Aluminum blocks, and their purpose
The aluminum blocks serve as both electrodes and support structure for the laser tube and related parts. A hose barb is to be mounted onto the blocks, under which holes are to be strategically drilled in order to provide a path into the laser plasma. By using these hose barbs, air can be removed from the tube and replaced with argon gas. The blocks not only serve as a support structure for the hose barbs and plasma tube, but also for the adjustable mirror mounts. As with my CO2 laser, the mirror mounts will use O-rings to enable movement needed to adjust and align the resorator, and to seal the tube so that the active gas fill can be contained and sealed from the outside atmosphere. Personally, I cannot forsee any reason why I would want to mess with Brewster windows (at least not at this stage). I'm not concerned with having a polarized output. Although optimized for transmission, real world Brewster windows still present some loss.

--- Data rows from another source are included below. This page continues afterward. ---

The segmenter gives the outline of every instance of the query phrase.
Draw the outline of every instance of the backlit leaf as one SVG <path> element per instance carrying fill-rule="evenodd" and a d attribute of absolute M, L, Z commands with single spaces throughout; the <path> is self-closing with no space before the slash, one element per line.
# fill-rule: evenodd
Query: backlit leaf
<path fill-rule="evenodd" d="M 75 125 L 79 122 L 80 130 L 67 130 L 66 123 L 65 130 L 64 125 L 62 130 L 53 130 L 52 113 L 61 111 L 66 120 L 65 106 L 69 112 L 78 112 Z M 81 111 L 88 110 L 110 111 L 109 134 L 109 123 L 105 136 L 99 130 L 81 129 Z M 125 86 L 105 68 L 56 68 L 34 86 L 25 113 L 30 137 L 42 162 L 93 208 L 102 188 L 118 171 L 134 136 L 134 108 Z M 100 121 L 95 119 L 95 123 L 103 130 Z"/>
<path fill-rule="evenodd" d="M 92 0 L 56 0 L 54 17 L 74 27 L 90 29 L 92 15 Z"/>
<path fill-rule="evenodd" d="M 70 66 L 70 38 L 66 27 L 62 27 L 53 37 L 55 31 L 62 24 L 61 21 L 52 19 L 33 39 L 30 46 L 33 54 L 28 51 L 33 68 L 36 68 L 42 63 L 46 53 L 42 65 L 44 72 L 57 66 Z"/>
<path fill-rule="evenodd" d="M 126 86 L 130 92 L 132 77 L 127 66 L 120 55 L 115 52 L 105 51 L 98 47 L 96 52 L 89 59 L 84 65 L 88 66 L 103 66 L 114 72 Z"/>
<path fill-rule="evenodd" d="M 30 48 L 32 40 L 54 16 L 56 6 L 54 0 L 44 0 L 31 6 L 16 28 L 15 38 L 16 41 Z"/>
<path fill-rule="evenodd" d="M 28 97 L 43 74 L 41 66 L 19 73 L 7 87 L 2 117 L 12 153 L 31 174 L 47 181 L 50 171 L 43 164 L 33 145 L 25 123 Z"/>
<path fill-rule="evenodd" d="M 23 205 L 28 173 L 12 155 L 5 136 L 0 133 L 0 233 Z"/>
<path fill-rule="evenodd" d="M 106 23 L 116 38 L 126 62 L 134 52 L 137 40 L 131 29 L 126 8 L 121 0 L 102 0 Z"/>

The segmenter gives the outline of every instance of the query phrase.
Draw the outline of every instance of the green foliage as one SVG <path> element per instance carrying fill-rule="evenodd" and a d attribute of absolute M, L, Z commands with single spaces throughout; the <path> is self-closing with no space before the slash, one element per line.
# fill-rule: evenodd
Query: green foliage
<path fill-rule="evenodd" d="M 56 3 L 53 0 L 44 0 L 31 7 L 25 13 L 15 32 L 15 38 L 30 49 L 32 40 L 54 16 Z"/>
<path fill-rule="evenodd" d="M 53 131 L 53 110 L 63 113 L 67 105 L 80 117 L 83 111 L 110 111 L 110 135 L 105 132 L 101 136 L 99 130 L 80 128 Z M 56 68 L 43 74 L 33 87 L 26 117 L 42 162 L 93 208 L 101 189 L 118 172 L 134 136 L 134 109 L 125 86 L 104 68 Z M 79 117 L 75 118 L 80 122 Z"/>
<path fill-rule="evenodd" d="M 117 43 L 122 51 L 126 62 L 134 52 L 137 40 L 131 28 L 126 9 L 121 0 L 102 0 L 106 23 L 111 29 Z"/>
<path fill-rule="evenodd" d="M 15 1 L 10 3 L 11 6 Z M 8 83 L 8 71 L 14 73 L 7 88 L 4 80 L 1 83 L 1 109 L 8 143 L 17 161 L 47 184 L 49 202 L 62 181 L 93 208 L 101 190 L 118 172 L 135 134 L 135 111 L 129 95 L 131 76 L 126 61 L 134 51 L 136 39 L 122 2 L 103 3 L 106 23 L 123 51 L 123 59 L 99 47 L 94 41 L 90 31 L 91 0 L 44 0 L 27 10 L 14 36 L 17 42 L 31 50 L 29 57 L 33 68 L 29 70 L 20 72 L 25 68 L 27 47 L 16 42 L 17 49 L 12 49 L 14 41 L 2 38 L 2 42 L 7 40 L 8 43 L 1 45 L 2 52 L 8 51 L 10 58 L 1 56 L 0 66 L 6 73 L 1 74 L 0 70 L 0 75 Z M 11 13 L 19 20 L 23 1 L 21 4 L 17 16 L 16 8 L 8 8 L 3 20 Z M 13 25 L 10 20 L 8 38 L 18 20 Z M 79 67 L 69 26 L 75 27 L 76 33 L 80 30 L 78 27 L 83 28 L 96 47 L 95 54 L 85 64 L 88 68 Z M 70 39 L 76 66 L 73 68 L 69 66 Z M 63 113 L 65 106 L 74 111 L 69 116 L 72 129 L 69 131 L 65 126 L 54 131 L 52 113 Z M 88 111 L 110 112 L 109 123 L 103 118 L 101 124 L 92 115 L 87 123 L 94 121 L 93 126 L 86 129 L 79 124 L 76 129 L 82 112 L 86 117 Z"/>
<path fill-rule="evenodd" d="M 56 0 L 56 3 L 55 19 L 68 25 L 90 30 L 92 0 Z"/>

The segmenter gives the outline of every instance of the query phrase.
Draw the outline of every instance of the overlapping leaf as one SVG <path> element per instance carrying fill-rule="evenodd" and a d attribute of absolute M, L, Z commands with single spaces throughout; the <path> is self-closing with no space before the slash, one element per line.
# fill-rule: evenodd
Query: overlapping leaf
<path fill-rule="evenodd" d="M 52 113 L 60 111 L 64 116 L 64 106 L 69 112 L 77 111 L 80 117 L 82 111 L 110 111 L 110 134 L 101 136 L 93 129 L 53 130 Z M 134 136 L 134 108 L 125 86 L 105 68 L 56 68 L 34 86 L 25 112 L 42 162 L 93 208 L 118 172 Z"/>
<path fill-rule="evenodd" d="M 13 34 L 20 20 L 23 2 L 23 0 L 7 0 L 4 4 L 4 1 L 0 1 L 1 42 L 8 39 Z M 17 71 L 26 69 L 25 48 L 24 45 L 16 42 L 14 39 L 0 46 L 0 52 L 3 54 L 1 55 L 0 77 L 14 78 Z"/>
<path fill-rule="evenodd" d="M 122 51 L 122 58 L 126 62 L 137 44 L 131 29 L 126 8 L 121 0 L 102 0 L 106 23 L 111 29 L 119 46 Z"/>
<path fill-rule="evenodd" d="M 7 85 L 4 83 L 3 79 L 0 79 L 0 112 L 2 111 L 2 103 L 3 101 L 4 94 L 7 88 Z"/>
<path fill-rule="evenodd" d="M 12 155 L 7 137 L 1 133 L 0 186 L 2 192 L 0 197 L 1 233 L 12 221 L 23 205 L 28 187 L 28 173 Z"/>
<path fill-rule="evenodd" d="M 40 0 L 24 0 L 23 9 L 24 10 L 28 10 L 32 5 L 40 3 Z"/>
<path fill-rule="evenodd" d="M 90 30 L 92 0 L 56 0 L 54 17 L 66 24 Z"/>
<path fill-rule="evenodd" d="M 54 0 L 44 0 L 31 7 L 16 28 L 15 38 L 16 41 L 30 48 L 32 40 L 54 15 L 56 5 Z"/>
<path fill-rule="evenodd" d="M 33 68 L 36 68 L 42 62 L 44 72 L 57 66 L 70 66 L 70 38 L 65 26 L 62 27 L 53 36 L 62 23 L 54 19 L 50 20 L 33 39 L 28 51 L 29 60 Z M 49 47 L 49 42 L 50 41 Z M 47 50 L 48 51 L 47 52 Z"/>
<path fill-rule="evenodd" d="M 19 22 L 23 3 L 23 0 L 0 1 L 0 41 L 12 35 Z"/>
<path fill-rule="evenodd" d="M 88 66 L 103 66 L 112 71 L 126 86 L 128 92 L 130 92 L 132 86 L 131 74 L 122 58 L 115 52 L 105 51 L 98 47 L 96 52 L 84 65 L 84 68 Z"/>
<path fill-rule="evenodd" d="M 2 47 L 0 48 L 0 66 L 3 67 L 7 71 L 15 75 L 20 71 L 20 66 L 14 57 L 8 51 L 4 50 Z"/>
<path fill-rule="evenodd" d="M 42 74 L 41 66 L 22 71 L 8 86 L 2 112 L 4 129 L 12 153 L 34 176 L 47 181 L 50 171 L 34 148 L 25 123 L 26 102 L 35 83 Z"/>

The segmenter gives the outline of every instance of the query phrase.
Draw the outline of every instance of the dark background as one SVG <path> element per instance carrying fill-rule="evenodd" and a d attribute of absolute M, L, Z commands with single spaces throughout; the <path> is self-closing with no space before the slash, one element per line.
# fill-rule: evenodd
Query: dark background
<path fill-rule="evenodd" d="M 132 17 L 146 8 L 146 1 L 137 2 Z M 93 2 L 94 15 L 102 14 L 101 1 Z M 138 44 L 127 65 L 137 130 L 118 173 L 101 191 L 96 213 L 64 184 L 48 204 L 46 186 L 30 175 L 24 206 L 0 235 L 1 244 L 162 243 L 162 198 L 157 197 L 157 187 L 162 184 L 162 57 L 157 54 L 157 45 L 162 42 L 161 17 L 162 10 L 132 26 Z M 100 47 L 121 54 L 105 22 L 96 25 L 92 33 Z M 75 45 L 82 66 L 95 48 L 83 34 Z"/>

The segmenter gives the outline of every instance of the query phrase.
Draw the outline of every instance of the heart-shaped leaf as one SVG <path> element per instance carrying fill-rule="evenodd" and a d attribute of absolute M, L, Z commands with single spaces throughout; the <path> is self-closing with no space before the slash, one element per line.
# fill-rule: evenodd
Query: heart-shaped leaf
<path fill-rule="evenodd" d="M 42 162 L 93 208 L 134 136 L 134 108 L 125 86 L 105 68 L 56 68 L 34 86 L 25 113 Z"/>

As far as I'm concerned, it's an unecessary standard with which to burden myself. Ion bombardment and sputtering can damage internal mirrors in a design like I am planning to attempt. I hope to minimize such damage, however, by maximizing the surface area over which the electrodes are exposed to the tube interior. Aside from providing support for the fragile tubing, this is another reason why I combined several pieces of aluminum to make a large block for the electrodes.